## College Algebra (10th Edition)

$\displaystyle \frac{2(2x^{2}+5x-2)}{(x-2)(x+2)(x+3)}$
Step 1: Factor each denominator $x^{2}-4=\qquad$ ... a difference of squares, $=(x-2)(x+2)$ For $x^{2}+bx+c$, we search for factors of c whose sum is b: $x^{2}+x-6=\qquad$ ... +3 and -2 $=(x+3)(x-2)$ Step 2: The LCM is the product of each of these factors raised to a power equal to the greatest number of times that the factor occurs in the polynomials. LCM = $(x-2)(x+2)(x+3)$ Step 3: Write each rational expression using the LCM as the denominator.

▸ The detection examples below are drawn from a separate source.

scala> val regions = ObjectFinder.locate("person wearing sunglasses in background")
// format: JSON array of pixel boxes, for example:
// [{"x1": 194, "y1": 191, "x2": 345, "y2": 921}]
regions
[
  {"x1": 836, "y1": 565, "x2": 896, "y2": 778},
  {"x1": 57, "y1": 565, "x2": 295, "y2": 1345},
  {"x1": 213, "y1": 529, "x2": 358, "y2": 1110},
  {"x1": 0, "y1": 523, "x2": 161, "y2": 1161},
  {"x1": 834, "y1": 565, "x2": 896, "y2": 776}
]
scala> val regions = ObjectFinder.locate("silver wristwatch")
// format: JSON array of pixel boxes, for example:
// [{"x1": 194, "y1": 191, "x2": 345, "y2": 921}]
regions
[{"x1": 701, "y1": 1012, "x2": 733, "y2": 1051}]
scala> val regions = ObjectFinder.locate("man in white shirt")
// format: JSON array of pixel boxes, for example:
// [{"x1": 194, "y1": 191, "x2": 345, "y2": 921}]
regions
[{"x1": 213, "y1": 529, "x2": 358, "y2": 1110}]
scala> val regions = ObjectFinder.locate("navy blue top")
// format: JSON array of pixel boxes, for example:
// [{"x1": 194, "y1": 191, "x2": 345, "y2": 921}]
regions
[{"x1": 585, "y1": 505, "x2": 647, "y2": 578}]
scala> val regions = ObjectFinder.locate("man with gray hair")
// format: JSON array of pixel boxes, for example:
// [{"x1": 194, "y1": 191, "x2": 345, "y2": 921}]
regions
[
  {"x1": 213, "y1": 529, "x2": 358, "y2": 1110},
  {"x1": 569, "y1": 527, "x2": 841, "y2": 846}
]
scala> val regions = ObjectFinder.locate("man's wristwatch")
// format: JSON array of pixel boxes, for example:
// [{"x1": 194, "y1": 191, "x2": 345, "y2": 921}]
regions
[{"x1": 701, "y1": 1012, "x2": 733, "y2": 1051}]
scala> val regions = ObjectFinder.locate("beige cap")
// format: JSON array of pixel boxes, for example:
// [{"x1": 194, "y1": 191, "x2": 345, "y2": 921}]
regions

Simplify. $\displaystyle \frac{4x}{(x-2)(x+2)}\cdot\frac{(x+3)}{(x+3)}-\frac{2}{(x+3)(x-2)}\frac{(x+2)}{(x+2)}$ $=\displaystyle \frac{4x^{2}+12x-(2x+4)}{(x-2)(x+2)(x+3)}$ $=\displaystyle \frac{4x^{2}+10x-4}{(x-2)(x+2)(x+3)}$ $=\displaystyle \frac{2(2x^{2}+5x-2)}{(x-2)(x+2)(x+3)}$ For $ax^{2}+bx+c$ in the numerator, we search for factors of ac whose sum is b, and rewrite the $bx$ term: ... no two factors of -4 add to +5, so we leave it as it is.